Father wasn’t ready to give up. He wasn’t going to turn me in, but he also didn’t seem like he was going to stand up to the Institute on my behalf. His solution was what it had always been: fixing me.

But I wasn’t the broken one.

He was.

“I don’t want to be what you make me,” I told him. When he looked at me with those reflective glasses, it felt like shards of glass stabbing into me. Piercing my skin. Piercing my Cog. Piercing my heart.

“I could help with your student loans,” Father said to Penny. “I’m sure the Institute could work something out, on my behalf. You wouldn’t have to worry about money anymore.”

“Don’t listen to him,” Anna hissed. “This is a shitty corporate bribe. And trust me, I know all about bribes, because of … uh, never mind.”

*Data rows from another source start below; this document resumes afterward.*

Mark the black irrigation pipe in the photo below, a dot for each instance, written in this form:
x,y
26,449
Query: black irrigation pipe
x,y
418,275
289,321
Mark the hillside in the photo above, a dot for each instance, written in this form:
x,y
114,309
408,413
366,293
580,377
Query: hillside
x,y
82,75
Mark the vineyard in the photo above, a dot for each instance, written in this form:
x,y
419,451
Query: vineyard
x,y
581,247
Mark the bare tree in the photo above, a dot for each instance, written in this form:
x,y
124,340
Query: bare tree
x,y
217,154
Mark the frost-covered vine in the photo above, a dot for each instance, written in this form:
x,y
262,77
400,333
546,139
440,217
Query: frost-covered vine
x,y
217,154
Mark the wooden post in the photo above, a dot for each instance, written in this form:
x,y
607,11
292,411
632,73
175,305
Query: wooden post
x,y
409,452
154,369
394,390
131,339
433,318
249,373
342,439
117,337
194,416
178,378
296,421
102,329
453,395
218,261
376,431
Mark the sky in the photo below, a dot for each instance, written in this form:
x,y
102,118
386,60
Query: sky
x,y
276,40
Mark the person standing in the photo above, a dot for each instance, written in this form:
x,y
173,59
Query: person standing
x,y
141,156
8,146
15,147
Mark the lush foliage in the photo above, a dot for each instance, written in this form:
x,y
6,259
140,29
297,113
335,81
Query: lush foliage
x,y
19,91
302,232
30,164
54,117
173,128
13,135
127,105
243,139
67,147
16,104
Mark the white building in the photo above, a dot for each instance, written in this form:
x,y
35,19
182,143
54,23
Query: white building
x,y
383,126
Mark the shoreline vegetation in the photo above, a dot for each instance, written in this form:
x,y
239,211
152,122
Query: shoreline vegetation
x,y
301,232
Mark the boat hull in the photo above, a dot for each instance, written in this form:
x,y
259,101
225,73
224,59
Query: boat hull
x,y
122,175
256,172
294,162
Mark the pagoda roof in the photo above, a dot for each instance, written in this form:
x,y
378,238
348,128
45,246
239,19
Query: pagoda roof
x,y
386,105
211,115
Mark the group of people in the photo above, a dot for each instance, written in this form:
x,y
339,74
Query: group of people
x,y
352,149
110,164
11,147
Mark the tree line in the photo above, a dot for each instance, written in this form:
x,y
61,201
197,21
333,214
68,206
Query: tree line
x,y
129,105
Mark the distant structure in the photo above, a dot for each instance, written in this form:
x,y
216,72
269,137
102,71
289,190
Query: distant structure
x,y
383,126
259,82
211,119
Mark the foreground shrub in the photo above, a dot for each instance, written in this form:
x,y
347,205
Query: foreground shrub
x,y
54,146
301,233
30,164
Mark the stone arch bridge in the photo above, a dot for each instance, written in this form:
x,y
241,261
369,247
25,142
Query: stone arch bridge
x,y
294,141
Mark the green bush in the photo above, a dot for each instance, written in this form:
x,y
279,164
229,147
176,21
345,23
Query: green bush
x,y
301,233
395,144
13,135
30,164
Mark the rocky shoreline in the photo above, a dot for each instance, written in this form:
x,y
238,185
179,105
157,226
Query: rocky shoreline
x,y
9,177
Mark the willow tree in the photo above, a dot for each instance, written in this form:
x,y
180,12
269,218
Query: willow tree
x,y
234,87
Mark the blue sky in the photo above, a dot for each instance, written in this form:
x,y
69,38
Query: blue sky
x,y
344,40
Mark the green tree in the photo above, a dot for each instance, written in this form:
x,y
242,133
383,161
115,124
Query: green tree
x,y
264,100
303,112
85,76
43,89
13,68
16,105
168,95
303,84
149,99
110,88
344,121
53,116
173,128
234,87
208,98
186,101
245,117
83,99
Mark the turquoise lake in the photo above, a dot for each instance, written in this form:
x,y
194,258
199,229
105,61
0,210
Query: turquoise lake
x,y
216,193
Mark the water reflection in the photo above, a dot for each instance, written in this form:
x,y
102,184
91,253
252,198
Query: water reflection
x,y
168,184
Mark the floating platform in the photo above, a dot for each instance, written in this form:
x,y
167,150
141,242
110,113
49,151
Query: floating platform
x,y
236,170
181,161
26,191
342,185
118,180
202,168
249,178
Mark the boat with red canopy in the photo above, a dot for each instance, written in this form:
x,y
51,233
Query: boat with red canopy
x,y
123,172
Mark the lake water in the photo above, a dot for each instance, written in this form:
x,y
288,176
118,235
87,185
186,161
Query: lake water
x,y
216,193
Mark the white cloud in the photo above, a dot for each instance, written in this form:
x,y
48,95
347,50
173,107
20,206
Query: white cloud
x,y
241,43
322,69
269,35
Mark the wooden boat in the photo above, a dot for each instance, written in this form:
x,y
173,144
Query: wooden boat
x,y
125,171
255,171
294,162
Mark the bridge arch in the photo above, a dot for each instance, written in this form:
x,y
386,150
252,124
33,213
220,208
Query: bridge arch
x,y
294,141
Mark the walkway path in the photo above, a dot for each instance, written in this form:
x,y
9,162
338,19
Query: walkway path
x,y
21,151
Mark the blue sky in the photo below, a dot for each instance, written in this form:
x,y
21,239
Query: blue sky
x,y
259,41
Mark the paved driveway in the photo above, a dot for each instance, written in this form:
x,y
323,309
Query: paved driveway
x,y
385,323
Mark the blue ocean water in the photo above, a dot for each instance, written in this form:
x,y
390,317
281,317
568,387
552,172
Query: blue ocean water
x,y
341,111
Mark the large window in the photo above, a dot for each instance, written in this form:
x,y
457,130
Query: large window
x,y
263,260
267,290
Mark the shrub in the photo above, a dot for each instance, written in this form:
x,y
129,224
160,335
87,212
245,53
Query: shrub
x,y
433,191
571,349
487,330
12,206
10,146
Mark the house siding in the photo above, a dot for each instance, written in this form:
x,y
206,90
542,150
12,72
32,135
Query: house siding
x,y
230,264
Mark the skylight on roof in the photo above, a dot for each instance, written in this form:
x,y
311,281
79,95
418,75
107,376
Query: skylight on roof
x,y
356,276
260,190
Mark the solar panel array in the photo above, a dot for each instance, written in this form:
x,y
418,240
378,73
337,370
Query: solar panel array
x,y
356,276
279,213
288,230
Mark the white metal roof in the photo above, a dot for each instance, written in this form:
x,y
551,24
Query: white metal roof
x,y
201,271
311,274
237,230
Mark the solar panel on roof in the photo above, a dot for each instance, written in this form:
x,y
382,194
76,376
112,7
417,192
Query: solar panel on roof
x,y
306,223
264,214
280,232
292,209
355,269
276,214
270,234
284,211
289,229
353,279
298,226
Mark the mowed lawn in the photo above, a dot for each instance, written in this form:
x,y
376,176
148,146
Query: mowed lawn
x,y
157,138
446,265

Penny didn’t say a word. Confusion creased her brows. “You could help me with my debt?”

Penny, I wanted to scream. Look at me. But if I said a single word, pleaded my own case to her, it would’ve shattered me. Father was making her choose between me and her own future.

Father was offering her a way out. And I didn’t have a single thing I could give her. Still, I wanted her to choose me. As pathetic as that was.

“All of my debt, canceled?” Penny asked. “You could really do that?”

Father smiled. “I could really do that.”

More silence. The ooze continued in its strange patterns. Fluid trailed toward the middle of the room. The floor creaked. In some places, it even looked stretched.

I loved her, I realized, quite suddenly. I love Penny.

I was looking for love everywhere, but it’d been next to me this whole time. I didn’t need a fucking soul mate. I just needed a real friend.

“All of your debt, canceled,” Father emphasized. “Think about it, Penelope. You’d be in a much better position if you stuck with me. So many new opportunities would open up.”

I vaguely remembered promising someone that I wouldn’t choose violence anymore. But Father was really tempting me.

Penny’s eyes narrowed. “Then why the fuck didn’t you offer me this before?”

Anna crossed her arms, face aghast. “Right? It’s like I was saying, this is total corporate bribery!”

Penny grabbed my hand. “Let’s go,” she told me. A rush of warmth flooded through me. Even with all he’d offered her, Penny chose me over him. Me over the Institute.

Father stepped in front of the door, blocking it with his skinny frame. “I’m afraid I can’t let anyone leave. I’ll have to turn you all in.”

Okay. Sometimes violence was necessary. I pushed him out of the way without hesitation.

Father staggered through the goop before falling to the ground. I heard something snap. An ugly, low crunch. He looked up at me, furious and wincing. “You broke my ankle.”

I paused at the door with Penny and Anna. Fuck, even now I was a little conflicted. He was an older man, and I’d injured him. I felt myself wanting to help, even though all he’d ever been in my life was a barrier—to my happiness, my autonomy, the life I wanted.

His coat was splattered with goop. He looked genuinely hapless, struggling to get back to his feet. He managed to pull himself up by using a steel table as leverage. When he made accidental contact with Hugo’s bloated hand, his face darkened with rage and disgust.

“You are not a good daughter,” he told me. “You never listen.”

“There’s no way to be a good daughter to a bad man,” I told him.

Father’s mouth twisted into a retort, but he didn’t say a word. He was staring at the shifting floor, continually cracking underneath the soles of his shoes. The lab floor was warped. But not only that, something was happening to the Cogs and computers as well.

The Cogs sputtered in their vats, almost like they were being electrocuted. The computers flickered. Then all the power went out.

“Holy shit,” Penny breathed. “Please tell me this isn’t what I think it is.”

“Hello?” Anna said, her voice an octave higher than it usually was. “What’s happening?”

The ground started to shake. Even in the dark, there was no mistaking the fear in Penny’s eyes. “Earthquake,” she said grimly. “We have to get the fuck out of here, right now.”